The hotel continues to expand its efforts to achieve a smaller carbon footprint, and is already ahead of pace to achieve its 2020 goal of a 30 percent energy consumption reduction and 20 percent water consumption reduction. Approximately a year ago, SSDHM changed its central food waste collection container to a 20 cy solar compactor, which utilizes about 50 percent less energy than a standard compactor. The next step for SSDHM is to decrease its food waste generation by focusing on source reduction, a delicate and difficult task in the hospitality industry, but not impossible, especially when working with such a committed team.

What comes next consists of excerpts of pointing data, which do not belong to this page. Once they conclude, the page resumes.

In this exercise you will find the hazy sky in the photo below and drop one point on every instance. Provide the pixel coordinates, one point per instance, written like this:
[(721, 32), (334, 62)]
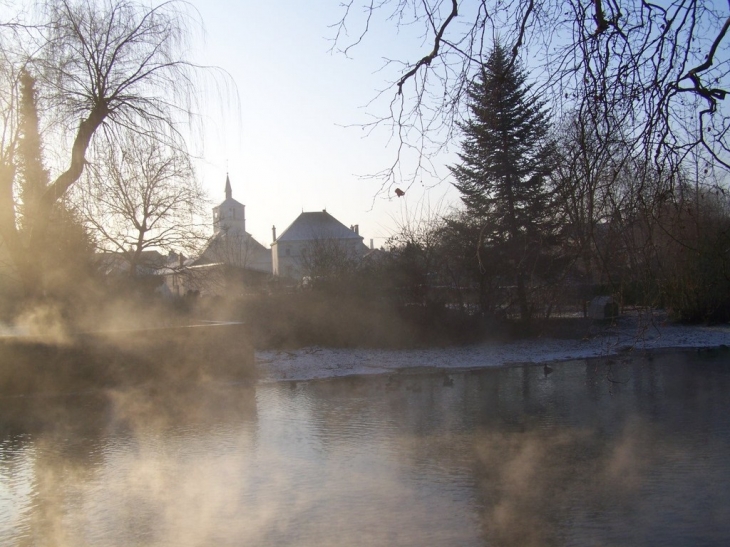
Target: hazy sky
[(286, 146)]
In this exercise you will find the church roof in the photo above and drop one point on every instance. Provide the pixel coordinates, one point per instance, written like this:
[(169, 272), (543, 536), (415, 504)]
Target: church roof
[(229, 195), (317, 225)]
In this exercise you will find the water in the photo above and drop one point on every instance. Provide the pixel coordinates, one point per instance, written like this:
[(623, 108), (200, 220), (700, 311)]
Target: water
[(595, 453)]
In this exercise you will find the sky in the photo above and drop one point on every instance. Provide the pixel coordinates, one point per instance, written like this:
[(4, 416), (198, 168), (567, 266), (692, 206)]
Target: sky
[(290, 134)]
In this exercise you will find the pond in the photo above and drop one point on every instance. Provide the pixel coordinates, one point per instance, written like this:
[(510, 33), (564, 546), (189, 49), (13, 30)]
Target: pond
[(621, 452)]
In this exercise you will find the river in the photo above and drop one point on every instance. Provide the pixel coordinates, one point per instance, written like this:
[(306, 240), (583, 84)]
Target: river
[(592, 452)]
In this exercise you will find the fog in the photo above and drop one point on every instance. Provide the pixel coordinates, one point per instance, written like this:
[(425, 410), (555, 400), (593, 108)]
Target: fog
[(495, 457)]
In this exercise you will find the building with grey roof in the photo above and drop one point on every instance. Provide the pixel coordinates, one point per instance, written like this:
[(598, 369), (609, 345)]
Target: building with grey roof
[(313, 230)]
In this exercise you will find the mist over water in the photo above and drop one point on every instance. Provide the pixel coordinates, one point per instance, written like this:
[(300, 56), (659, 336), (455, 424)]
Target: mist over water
[(596, 453)]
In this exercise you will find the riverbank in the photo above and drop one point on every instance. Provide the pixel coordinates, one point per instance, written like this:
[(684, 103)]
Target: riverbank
[(630, 334)]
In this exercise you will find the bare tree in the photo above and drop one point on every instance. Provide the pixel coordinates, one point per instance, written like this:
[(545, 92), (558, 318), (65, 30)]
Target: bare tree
[(324, 261), (656, 73), (143, 195), (100, 67)]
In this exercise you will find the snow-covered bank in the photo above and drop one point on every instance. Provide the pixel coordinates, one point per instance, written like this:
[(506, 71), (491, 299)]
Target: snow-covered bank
[(629, 334)]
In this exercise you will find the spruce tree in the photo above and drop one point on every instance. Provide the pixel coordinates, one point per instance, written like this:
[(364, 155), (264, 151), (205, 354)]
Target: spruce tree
[(505, 159)]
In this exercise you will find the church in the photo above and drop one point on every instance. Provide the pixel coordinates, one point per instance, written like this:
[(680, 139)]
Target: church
[(232, 258), (231, 244)]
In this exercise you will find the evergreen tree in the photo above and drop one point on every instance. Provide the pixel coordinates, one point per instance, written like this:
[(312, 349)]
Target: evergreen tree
[(505, 159)]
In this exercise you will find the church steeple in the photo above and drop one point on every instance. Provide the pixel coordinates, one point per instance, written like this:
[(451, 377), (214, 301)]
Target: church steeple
[(229, 215), (229, 192)]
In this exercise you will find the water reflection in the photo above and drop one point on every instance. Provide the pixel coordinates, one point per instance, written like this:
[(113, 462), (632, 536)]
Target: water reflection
[(630, 452)]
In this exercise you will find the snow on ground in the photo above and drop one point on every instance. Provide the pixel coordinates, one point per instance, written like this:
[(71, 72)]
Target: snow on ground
[(629, 334)]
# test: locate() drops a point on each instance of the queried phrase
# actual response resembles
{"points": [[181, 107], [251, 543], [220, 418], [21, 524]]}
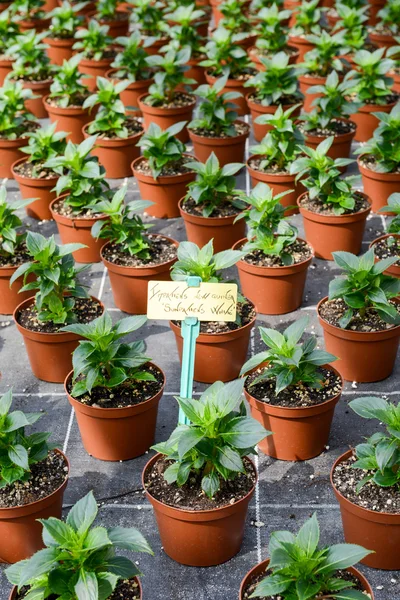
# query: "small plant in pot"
{"points": [[334, 214], [132, 256], [298, 562], [212, 204], [366, 483], [224, 344], [114, 389], [117, 133], [215, 127], [60, 299], [276, 85], [34, 179], [274, 269], [33, 477], [201, 481], [271, 160], [360, 318], [80, 559], [162, 172]]}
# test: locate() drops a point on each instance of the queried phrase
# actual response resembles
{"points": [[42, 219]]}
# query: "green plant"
{"points": [[281, 145], [269, 231], [301, 569], [380, 453], [290, 363], [18, 451], [79, 561], [161, 148], [219, 436], [320, 175], [364, 287], [56, 278]]}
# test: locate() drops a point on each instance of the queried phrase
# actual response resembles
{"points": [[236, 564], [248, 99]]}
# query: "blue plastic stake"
{"points": [[190, 331]]}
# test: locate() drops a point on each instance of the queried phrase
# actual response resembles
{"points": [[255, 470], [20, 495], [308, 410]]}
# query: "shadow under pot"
{"points": [[77, 229], [40, 188], [199, 538], [364, 356], [227, 149], [20, 530], [273, 288], [129, 281], [298, 432], [119, 433], [221, 354], [222, 229], [370, 527], [329, 233], [166, 190], [50, 350]]}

The Sheraton San Diego Hotel & Marina’s sustainability achievements have not gone unnoticed. It received the California Green Lodging’s highest level of recognition (titled Two Palm Tree Leadership) and the California Hotel & Lodging Association’s Good Earthkeeping Award. And in 2013, SSDHM was awarded the Gold in TripAdvisor’s GreenLeaders program, the second highest possible ranking. Finally, the hotel received the 2012 Recycler of the Year and the 2013 Director’s Award from the City of San Diego Mayor for its waste reduction and recycling programs.

Ana Carvalho is an Environmental Specialist with the City of San Diego (CA) Environmental Services Department.